Fig. 5: Full model and mesh model of the horizontal die

Fig. 6: Von Misses stress of the die for different die orientation

When the corner radius continues to increase, the stress generated will continue to be reduced until it become lower than the stress on sharp corner die. However, it is not practical to use corner radius that is too large, where the final forging may need more finishing operations or may not accurate in final dimension. The stress is decreasing with the increasing in corner radius. However, there is no significant improvement in stress reduction if compare to sharp corner die (original). It can be concluded that, the stress trend is same with the stress trend obtained from vertically oriented die. From the result obtained, it can be concluded that the optimal die orientation is horizontally oriented, which resulted in minimum stress on the die with given range of corner radius. Whereas the 45 degree oriented die design generated the highest stress with the same range of corner radius.

Fig. 7: Number of cycles to failure for each corner radius, respectively

Fatigue life: From the result shown in Fig. 7 indicates that the life cycles of the die seem to change gradually when the corner radius is increasing. However, the dies with corner radius 3 mm still obtaining optimal life cycles. In fatigue analysis, the load that calculated from Simplified Slab Method no longer useful. It is because the endurance limit of the die material is too high, until the simulation result will show the die can last forever. Therefore, a load that larger than the endurance limit is selected for running the fatigue simulation. As a result, it is clear that the number of cycles to failure that predicted from the fatigue simulation is not accurate.

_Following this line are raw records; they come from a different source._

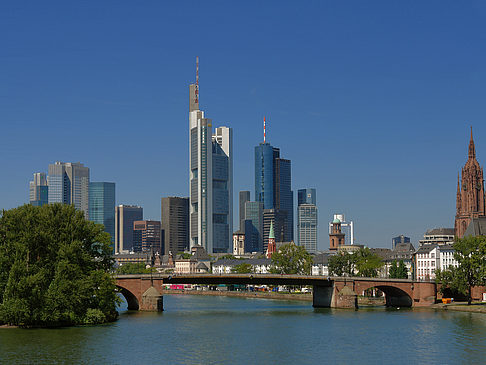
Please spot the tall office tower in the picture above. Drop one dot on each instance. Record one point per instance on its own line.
(307, 219)
(102, 205)
(38, 190)
(244, 197)
(278, 219)
(175, 224)
(147, 236)
(253, 226)
(210, 179)
(125, 215)
(273, 186)
(69, 184)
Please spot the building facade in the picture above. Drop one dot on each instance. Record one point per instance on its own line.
(470, 203)
(125, 215)
(147, 236)
(175, 224)
(210, 180)
(102, 205)
(244, 197)
(69, 184)
(307, 219)
(38, 190)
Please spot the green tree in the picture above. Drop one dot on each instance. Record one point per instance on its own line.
(242, 268)
(398, 270)
(134, 268)
(55, 268)
(470, 254)
(291, 259)
(341, 264)
(367, 263)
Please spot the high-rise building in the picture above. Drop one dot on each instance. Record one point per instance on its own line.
(125, 215)
(38, 190)
(253, 226)
(102, 205)
(175, 224)
(307, 219)
(273, 187)
(69, 184)
(244, 197)
(147, 236)
(210, 179)
(470, 197)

From the study carried out, it can be concluded that, the changing in corner radius can affect the stress level generated on the die. Where there is a range that the stress level will drop when the corner radius is increasing. The optimal design is the horizontally oriented die with corner radius 3 mm. This design not only induced in lowest stress level during the forging operation, but also causing minimum deformation on die, where the structure of the die can return to its original position after removing the load exerted. As a result, the number of cycles to failure is in the satisfactory region.


The authors would like to thank the School of Mechanical Engineering and University Sains Malaysia for their cooperation and fund provided (A/C 6035175).